Response to ‘Meta’s AI guru LeCun: Most of today’s AI approaches will never lead to true intelligence’ at Zednet
In interesting article I read today was ‘Meta’s AI guru LeCun: Most of today’s AI approaches will never lead to true intelligence‘ by Tiernan Ray.
Though I think the title is a bit misleading with it’s reference to ‘true intelligence’.
The article uses ‘human level intelligence’ as it’s framing, though the space of possible intelligence is huge – and so, the notion of ‘intelligence’ should relate to an abstract concept of ‘intelligence possibility space’ not tightly coupled with any species or a particular version of it.
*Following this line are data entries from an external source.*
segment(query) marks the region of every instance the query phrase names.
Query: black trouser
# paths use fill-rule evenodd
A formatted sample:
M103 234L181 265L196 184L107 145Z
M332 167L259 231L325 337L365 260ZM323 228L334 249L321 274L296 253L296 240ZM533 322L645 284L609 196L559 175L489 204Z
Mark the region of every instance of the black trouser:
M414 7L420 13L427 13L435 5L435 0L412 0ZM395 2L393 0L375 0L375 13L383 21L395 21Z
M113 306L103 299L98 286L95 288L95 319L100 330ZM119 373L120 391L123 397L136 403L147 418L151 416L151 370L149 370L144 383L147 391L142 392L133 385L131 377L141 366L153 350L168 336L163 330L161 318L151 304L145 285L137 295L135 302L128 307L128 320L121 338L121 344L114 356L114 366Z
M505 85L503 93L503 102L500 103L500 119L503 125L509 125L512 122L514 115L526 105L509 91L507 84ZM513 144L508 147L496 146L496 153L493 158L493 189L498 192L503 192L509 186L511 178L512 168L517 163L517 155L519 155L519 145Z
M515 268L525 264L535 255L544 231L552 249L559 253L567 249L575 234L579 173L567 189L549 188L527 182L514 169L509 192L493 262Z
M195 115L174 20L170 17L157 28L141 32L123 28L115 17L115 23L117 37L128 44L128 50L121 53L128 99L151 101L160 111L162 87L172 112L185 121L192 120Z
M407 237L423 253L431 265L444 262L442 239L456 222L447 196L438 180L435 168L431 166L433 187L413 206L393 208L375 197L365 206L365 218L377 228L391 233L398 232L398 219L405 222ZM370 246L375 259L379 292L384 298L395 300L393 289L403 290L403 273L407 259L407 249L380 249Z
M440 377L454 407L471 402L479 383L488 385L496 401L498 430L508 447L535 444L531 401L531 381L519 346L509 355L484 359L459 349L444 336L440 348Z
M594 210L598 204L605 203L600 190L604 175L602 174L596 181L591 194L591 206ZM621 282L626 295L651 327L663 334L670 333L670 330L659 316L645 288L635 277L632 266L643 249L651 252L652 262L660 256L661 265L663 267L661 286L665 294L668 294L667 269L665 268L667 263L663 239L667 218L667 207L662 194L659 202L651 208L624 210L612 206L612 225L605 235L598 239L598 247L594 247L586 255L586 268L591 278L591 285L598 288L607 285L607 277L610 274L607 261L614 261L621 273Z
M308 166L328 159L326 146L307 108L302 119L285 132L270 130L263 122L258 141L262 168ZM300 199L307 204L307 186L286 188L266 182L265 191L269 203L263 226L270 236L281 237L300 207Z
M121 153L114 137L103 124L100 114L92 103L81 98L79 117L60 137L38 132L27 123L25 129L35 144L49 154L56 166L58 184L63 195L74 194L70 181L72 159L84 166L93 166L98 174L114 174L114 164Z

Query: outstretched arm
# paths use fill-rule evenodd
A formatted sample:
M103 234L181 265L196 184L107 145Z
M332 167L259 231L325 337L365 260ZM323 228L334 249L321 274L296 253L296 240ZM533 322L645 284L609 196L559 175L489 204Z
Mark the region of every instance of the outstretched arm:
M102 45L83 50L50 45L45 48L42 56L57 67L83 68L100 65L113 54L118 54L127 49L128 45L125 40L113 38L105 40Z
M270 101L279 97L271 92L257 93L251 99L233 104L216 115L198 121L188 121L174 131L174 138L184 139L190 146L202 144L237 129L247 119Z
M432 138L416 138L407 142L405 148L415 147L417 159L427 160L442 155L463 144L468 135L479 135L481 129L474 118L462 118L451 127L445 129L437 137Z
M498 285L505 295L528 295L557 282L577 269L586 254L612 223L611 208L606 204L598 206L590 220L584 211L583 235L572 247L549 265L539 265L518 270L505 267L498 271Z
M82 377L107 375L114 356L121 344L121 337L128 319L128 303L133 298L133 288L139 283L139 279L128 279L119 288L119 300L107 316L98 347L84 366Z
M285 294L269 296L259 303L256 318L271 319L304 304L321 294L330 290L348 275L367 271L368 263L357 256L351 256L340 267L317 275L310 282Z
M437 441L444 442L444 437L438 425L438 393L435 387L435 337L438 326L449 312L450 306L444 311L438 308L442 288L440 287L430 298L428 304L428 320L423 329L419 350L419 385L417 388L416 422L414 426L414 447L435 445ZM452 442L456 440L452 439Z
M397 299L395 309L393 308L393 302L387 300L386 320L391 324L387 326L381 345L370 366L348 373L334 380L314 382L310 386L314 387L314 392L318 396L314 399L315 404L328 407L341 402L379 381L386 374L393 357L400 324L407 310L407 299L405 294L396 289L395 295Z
> [current AI / TransformerNets is] “missing essential pieces” – to be like human intelligence. It would be great to know what those pieces are.
> “religious probabilists” .. I think LeCun is on point that some current rends in AI heavily relies on probability, and is experiencing bottlenecking – I think there may be far more efficient means of achieving capability gain through causal learning or some such.
Though it’s surprising how much new capability emerges when you just add a lot more parameters for transformer nets to absorb.
“Ultimately, there’s going to be a more satisfying and possibly better solution that involves systems that do a better job of understanding the way the world works.” – I agree with the wording in this statement, but it would have been more useful if there was an accompanying definition of ‘understanding’.
I think Henk W. de Regt and assoc has been doing a good job in relation to ‘scientific understanding’ – perhaps the AI field can take inspiration from this work?